Scenes From A Marriage - in Popular Culture

In Popular Culture

David Jacobs, series creator of Dallas and Knots Landing, based the latter series on Scenes from a Marriage. The series focused on four married couples whose marriages were in various stages: the newlywed couple, the ideal couple, the couple whose marriage was in trouble, and the couple that recently reconciled. The series ran from 1979-1993.

In the 1984 SCTV skit/commercial parody "Scenes from an Idiot's Marriage", Martin Short plays Jerry Lewis playing a writer who goes through a comedic version of what goes on in Scenes from a Marriage, complete with Lewis's pratfalls and constant mistakes in pronunciation of Swedish names (he constantly mistakes the name Sven Gunderbloom as Sy Worthenson when his wife (Andrea Martin) announces that she is divorcing him and giving him Gunderbloom's name as her lawyer) and his later pratfalls serving drinks at a dinner party when he gets carried away with using a seltzer bottle, spraying the water everyplace.

In 1991, Woody Allen co-starred in Paul Mazursky's Scenes from a Mall, a dark comedy about a marriage falling apart.

Woody Allen's similarly realist film Husbands and Wives (1992) includes several nods to Scenes from a Marriage, including a wife who will not show her poetry to her husband.

In an April 2011 New York Times Opinionator article, titled "Too Much Relationship Vérité", Virginia Heffernan compares An American Family to Scenes from a Marriage:

It’s now the future.

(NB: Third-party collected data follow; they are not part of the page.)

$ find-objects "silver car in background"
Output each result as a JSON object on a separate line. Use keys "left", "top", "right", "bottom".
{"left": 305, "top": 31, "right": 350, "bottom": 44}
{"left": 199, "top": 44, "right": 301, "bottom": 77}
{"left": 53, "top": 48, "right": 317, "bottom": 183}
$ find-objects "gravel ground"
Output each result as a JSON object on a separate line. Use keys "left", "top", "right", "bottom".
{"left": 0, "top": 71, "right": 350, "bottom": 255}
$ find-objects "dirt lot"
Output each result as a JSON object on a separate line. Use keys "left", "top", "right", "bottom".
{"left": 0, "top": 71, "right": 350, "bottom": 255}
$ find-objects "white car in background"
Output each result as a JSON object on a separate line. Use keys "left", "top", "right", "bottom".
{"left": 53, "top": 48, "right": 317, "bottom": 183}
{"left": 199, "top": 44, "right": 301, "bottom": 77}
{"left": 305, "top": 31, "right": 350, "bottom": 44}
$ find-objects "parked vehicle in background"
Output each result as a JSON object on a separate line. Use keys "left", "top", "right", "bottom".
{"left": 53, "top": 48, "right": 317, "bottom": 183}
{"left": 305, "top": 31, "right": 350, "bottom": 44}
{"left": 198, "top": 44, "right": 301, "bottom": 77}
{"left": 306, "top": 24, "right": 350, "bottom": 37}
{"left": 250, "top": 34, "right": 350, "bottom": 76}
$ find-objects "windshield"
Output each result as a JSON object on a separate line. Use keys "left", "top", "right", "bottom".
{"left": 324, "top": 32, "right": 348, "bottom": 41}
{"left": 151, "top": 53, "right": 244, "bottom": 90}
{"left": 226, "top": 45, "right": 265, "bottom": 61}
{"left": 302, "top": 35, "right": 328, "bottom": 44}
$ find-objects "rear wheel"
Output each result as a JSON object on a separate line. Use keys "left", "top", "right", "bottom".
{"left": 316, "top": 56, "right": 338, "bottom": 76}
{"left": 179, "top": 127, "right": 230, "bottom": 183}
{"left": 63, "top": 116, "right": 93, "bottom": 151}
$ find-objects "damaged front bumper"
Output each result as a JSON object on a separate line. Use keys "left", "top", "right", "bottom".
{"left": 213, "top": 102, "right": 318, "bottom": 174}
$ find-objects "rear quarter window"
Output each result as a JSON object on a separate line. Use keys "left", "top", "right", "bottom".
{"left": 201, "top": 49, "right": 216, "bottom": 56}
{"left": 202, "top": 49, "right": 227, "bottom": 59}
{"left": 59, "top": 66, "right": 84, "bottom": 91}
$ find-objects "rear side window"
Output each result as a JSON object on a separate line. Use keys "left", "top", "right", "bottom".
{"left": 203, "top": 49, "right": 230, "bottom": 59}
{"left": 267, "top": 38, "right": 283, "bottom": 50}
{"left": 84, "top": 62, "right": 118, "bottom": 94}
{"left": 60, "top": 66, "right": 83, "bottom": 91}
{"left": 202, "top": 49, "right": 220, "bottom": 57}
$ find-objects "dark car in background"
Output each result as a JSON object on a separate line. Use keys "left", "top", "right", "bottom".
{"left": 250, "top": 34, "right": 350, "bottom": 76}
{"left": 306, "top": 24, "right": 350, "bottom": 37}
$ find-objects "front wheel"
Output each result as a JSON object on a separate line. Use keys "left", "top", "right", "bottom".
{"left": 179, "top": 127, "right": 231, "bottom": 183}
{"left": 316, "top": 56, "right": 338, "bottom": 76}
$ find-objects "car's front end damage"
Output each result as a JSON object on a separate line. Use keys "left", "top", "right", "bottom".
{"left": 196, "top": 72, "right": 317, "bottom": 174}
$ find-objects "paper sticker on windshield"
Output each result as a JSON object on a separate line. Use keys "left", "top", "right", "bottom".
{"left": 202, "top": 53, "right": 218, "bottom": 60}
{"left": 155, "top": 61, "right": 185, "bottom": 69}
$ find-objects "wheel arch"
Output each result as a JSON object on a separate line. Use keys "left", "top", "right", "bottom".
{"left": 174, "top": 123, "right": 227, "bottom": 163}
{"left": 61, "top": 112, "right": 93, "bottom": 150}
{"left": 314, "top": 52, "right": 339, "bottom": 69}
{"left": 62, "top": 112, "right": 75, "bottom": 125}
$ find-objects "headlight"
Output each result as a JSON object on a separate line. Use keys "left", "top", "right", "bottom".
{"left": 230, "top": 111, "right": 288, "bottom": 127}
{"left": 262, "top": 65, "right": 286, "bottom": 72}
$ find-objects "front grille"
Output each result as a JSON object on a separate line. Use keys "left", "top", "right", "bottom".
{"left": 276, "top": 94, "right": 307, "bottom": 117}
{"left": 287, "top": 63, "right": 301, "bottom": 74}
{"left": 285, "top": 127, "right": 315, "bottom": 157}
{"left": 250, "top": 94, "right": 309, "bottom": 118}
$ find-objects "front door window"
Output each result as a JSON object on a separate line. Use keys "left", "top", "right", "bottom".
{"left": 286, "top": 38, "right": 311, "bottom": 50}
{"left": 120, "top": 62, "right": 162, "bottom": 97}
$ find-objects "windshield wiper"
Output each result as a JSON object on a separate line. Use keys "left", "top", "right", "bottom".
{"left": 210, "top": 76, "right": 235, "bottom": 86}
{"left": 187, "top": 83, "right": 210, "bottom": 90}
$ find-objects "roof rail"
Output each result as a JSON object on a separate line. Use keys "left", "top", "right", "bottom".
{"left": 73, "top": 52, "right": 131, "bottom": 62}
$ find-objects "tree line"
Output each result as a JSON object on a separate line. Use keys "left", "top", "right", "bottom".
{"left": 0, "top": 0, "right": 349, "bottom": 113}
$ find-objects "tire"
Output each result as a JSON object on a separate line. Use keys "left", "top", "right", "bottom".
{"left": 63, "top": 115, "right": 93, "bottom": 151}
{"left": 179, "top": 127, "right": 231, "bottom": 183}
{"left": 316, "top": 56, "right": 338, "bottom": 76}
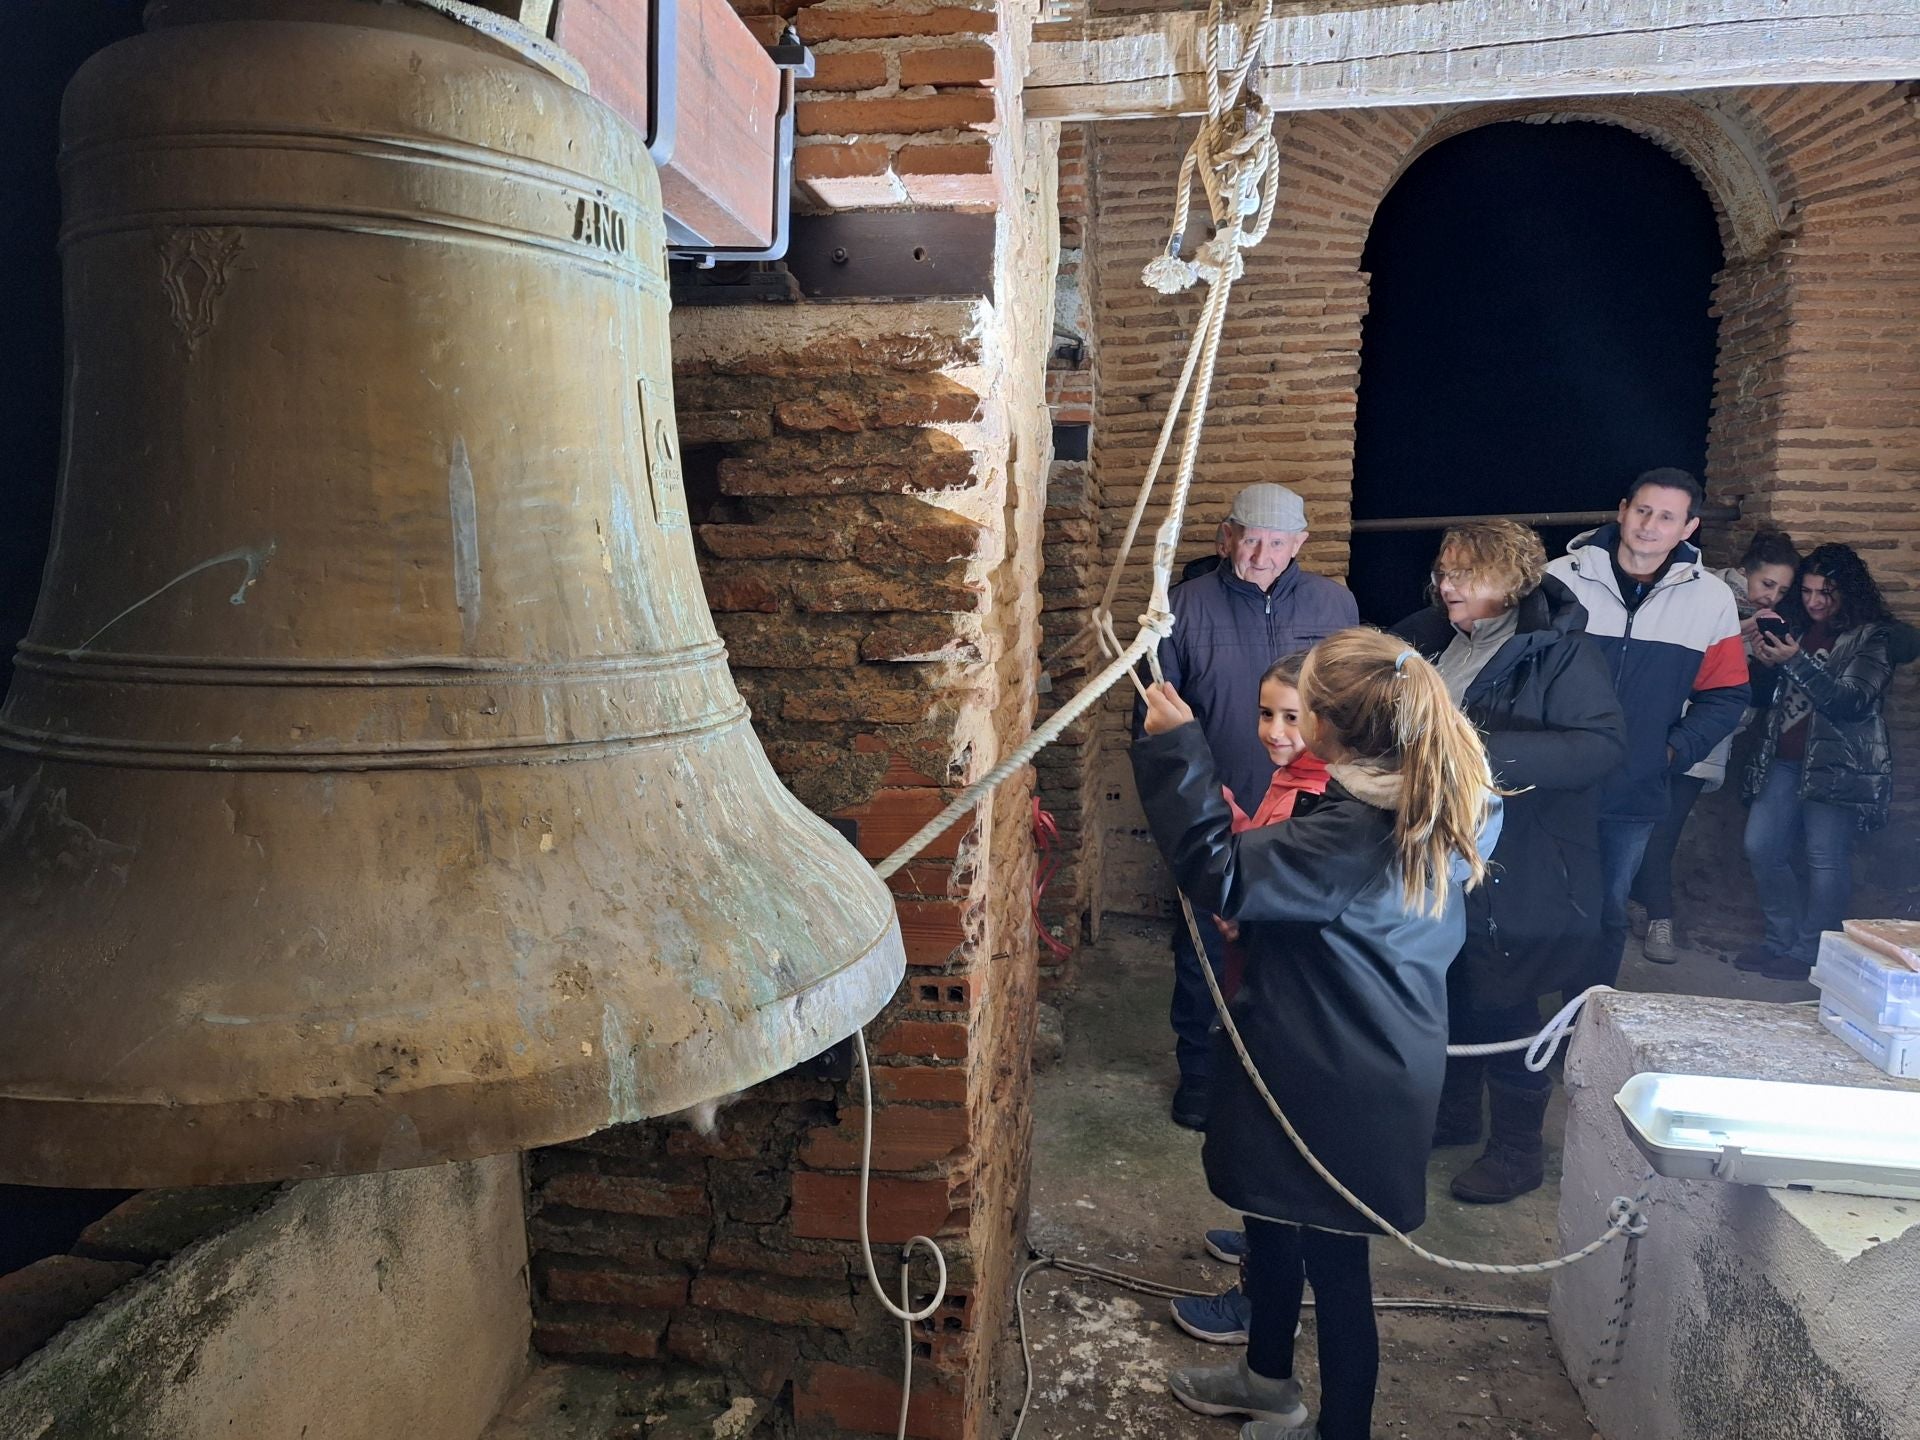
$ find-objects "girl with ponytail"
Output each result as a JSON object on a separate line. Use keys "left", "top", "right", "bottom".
{"left": 1134, "top": 627, "right": 1501, "bottom": 1440}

And the 12-hour PBS time capsule, which will make a rare reappearance next week at the Paley Center in Manhattan and on some public-TV affiliates beginning Saturday, looks more like performance art than social science. Hammy stunts for the camera alternate with Bergmanesque staging. (“Scenes from a Marriage,” Bergman’s fiction TV series, also appeared in 1973, in Sweden.)